I would start by counting the attendance at seminars given by famous IA professionals. Then do the same for a few specialist areas where we do have estimates. Get an approximate attendee/practitioner ratio accross different disciplines and apply it to IA.

Might want to avoid areas where there are official certifications. Those might have a different ratio.

Good luck finding those famous IA folk, though.


Comment: Austin (May 27, 2005)

In politics, an old adage suggests that for every letter you receive in the office, there are 100 constituents at home that feel the same way.

I'd guess that maybe 1 in 10 poractitioners attend seminars, and that maybe 1 in around 100 attend the summit (maybe even 1 in 500).

Comment: Peter (May 28, 2005)

"information architects, web designers, and UI and UX specialists". The number must be huge (if you include 'web designers').

First, how do we define this category? The best way is probably by self identification: if you call yourself a web designer, you are one. In that case, there must be millions of them in the US alone.

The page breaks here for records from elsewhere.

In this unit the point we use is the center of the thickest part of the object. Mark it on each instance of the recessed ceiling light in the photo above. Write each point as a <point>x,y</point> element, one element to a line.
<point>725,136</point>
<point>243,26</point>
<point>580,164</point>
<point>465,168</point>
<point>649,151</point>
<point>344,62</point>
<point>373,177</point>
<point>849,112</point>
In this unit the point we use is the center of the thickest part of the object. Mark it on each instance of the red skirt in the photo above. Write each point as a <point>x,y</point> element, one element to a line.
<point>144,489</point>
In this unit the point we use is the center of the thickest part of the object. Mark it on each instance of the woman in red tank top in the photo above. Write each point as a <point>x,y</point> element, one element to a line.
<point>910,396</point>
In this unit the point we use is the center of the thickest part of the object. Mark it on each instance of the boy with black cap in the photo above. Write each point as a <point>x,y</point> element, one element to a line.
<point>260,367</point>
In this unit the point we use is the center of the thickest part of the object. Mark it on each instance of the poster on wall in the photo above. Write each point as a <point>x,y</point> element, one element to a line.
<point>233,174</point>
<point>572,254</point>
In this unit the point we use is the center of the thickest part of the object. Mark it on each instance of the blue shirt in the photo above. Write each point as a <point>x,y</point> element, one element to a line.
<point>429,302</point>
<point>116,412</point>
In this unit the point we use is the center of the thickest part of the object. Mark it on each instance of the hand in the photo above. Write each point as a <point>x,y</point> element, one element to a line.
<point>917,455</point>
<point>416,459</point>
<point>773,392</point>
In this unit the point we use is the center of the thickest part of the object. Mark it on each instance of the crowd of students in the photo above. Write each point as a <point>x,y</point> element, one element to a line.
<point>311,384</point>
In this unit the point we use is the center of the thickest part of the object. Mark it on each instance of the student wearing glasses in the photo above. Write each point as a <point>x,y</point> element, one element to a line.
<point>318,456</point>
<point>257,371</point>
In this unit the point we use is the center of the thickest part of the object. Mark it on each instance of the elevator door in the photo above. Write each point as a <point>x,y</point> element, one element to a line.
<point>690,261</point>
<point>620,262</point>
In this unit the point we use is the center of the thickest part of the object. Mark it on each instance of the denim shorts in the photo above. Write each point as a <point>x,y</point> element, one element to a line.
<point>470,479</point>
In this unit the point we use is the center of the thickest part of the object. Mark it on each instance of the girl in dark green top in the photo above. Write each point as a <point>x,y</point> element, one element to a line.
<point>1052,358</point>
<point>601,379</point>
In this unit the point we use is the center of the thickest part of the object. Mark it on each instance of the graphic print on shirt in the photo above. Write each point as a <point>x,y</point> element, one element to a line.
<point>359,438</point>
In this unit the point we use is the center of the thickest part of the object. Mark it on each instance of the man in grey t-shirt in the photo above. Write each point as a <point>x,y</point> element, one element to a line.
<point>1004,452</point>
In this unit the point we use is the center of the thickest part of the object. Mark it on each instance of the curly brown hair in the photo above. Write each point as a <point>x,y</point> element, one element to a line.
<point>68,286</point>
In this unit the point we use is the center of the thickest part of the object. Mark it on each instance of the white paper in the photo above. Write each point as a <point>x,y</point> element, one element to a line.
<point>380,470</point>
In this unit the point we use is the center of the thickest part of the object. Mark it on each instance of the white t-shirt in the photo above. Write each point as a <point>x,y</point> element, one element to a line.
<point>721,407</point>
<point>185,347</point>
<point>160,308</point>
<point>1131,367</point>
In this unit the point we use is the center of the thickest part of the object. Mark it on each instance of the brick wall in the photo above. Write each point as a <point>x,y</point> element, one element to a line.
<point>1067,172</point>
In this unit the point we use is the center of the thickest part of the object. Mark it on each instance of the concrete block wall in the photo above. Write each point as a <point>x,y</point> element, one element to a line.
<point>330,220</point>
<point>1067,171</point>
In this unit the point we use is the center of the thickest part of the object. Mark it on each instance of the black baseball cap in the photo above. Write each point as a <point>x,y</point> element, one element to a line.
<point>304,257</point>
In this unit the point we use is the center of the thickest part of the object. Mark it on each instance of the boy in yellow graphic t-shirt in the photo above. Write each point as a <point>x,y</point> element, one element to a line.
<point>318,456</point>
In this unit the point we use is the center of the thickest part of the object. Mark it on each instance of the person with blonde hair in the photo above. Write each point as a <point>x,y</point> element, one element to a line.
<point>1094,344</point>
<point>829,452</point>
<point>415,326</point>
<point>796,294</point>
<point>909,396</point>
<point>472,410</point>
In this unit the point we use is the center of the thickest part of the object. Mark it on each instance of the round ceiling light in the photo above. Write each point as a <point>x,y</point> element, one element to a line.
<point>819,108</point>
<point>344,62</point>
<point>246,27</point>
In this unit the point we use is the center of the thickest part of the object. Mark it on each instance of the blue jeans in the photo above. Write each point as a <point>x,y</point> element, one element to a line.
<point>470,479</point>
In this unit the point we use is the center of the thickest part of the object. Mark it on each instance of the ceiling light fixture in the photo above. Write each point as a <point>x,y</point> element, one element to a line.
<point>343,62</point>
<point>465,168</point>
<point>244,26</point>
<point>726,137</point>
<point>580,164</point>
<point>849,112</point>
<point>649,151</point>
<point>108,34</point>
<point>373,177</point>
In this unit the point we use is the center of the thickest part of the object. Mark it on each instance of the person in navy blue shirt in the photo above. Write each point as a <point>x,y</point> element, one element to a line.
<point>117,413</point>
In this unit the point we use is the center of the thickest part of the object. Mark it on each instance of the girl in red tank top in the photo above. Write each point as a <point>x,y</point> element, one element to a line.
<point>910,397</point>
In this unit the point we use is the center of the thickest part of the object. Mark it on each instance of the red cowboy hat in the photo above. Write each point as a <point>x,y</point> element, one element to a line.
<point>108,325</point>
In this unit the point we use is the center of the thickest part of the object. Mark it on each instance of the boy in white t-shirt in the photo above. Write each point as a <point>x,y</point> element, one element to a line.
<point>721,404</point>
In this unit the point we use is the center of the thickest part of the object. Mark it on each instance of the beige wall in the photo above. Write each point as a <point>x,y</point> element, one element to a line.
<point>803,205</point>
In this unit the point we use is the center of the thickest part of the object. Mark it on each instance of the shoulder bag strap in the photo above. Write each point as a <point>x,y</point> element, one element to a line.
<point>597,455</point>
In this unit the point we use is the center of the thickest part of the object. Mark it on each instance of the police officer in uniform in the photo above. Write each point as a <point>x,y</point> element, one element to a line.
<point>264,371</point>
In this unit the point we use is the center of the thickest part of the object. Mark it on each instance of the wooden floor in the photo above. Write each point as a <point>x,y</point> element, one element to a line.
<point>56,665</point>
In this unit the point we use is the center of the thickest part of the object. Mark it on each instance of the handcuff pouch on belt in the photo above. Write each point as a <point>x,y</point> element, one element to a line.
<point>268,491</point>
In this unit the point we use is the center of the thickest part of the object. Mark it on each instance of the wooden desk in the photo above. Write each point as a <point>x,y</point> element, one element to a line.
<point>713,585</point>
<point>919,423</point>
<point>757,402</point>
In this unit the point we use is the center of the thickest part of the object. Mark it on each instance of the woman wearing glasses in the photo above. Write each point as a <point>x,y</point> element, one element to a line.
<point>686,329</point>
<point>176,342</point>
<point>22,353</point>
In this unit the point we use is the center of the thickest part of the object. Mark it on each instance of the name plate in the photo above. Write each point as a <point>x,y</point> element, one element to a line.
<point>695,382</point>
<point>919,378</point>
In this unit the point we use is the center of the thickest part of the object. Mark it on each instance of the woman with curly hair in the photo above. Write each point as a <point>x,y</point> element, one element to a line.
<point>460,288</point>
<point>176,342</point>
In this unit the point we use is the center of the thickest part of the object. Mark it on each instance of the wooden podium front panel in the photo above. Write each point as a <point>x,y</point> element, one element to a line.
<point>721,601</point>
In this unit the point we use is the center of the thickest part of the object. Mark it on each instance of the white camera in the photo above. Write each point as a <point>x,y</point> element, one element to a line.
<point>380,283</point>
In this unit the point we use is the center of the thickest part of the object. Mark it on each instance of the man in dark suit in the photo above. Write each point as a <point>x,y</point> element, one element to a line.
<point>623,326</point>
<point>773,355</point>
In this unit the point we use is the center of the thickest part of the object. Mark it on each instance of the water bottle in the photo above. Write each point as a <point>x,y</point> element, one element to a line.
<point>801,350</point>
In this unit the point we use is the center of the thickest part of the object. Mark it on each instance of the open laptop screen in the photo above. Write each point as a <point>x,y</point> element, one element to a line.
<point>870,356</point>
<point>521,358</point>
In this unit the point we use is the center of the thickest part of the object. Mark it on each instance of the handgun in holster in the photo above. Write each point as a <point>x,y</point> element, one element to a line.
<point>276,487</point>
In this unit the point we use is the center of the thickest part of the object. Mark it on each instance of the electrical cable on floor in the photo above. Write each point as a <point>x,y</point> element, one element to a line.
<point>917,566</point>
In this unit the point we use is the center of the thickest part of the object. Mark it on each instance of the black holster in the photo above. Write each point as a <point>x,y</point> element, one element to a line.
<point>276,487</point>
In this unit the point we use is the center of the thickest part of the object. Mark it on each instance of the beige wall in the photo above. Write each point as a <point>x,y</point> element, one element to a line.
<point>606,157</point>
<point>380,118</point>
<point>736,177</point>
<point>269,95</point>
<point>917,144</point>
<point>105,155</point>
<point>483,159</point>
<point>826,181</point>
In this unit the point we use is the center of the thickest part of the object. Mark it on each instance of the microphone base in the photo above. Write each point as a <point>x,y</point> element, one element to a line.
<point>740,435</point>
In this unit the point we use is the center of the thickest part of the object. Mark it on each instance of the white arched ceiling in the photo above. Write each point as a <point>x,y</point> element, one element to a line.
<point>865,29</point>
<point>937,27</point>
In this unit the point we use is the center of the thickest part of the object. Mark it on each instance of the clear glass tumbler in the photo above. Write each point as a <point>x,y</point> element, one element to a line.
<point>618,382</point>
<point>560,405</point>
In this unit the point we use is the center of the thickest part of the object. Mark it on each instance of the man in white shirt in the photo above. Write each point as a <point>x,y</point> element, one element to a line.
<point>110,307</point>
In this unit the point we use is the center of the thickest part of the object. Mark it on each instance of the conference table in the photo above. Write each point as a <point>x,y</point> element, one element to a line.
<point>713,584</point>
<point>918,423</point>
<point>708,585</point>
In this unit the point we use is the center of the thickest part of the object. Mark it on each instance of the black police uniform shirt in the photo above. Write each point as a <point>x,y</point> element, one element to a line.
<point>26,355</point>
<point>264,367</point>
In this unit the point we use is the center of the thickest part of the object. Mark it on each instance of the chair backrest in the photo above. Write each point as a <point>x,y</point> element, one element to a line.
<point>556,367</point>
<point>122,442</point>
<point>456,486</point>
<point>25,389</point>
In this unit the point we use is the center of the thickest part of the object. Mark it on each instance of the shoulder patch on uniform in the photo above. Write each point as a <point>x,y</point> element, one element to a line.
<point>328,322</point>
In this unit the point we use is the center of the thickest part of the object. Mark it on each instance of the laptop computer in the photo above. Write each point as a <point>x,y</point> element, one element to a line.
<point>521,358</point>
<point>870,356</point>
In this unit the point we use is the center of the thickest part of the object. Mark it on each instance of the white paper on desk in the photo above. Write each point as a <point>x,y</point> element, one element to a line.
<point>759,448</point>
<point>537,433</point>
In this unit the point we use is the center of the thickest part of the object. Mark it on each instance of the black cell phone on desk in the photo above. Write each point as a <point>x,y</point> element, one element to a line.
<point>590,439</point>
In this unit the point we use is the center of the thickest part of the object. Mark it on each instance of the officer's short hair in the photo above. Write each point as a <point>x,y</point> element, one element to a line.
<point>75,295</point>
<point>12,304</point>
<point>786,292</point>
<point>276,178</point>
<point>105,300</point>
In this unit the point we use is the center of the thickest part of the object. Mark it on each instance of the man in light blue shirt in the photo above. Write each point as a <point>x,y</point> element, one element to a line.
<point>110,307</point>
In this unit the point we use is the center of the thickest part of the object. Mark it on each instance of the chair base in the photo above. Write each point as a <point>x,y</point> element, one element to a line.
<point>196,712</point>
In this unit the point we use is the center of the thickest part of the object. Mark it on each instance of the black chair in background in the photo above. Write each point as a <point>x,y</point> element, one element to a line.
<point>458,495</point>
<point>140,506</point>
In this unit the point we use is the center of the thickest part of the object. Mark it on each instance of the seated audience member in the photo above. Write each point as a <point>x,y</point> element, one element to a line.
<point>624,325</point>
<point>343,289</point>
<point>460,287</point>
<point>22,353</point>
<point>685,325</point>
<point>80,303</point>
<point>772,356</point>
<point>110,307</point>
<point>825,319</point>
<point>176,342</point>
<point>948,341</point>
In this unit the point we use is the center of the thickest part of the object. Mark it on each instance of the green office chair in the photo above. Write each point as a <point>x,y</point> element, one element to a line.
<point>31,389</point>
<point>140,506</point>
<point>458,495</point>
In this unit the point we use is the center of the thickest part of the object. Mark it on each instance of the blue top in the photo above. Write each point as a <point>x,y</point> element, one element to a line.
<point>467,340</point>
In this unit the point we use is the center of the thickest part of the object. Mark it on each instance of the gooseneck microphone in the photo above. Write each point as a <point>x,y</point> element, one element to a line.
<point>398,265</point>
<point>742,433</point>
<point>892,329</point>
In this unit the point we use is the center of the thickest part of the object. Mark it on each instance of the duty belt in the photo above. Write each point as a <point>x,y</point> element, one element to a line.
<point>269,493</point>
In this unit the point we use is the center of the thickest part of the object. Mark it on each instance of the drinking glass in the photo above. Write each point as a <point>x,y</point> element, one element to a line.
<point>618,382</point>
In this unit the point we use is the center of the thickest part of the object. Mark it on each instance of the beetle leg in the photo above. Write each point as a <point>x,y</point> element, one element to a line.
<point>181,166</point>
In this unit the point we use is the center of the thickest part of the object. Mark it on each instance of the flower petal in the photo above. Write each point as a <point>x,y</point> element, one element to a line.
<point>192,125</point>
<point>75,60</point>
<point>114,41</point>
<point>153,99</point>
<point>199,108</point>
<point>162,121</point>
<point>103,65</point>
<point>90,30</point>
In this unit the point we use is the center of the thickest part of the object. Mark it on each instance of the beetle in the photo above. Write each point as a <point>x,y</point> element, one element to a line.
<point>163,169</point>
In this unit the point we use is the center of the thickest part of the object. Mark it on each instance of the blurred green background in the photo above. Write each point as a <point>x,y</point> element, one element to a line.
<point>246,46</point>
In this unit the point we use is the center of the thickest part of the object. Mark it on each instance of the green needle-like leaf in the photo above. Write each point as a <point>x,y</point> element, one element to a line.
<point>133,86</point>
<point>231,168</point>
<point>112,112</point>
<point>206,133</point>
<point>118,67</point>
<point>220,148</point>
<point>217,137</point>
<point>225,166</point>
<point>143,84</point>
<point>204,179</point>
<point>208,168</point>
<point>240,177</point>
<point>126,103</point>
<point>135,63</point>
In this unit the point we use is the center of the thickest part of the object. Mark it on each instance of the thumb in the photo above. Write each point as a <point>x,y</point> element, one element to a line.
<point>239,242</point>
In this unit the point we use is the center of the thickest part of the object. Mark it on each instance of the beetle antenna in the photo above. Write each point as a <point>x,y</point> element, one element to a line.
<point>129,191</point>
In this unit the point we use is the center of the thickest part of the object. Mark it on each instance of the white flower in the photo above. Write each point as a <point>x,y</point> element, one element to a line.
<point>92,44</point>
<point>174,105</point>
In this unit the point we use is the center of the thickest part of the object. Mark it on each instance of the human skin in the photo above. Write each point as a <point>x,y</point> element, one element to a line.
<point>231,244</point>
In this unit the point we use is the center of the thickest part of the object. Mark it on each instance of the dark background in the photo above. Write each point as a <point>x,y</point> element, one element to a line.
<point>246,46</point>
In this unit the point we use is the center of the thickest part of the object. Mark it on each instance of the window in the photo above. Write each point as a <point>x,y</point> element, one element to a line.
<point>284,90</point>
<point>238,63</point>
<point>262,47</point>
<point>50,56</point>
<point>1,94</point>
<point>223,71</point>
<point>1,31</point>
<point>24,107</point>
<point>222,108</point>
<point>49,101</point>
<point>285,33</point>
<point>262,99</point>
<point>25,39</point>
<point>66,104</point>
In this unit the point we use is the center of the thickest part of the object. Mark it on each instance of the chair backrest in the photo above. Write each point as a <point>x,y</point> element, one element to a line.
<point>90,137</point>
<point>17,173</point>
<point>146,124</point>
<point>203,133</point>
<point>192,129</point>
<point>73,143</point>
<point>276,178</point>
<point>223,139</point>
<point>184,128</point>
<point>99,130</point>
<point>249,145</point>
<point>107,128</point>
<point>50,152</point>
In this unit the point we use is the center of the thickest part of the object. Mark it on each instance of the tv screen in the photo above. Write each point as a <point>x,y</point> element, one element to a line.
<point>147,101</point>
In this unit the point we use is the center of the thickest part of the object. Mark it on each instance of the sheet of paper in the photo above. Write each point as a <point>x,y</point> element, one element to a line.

Second, the market for what? Buying books? Defining that might make it a lot easier.

Comment: Rachel (May 28, 2005)

I think on the AIFIA-members list (back when it was AIFIA) there was a similar query - someone came up with a figure of 400 IAs, but I don't remember if that was from a survey, from the number of subscribers to the IAI-members discussion list or just a made up figure. The archives on the list might be helpful

I don't think there's a problem finding the 'famous' IA folks - it's finding the *non*-famous folks, since they seem to hide out in many spots. It's a little ironic, though - when asked to identify how many of 'us' are there, we can't...

Comment: Lou (May 28, 2005)

Of course, lots of people are doing IA work but don't call themselves IAs. Do we count them as well?

Austin, by your count we'd probably have at least 40,000 IAs (IA Summit 2005 attendance x 100). At first glance, I thought this sounded way high; but thinking about it some more, maybe that's not so far off...

Comment: Jeff (May 31, 2005)

You could also count the # of open positions on monster.com or hotjobs.com for a similar profession that you have a headcount for. If you can determine the ratio of professionals:job postings, you could try multiplying it by the # of IA job postings.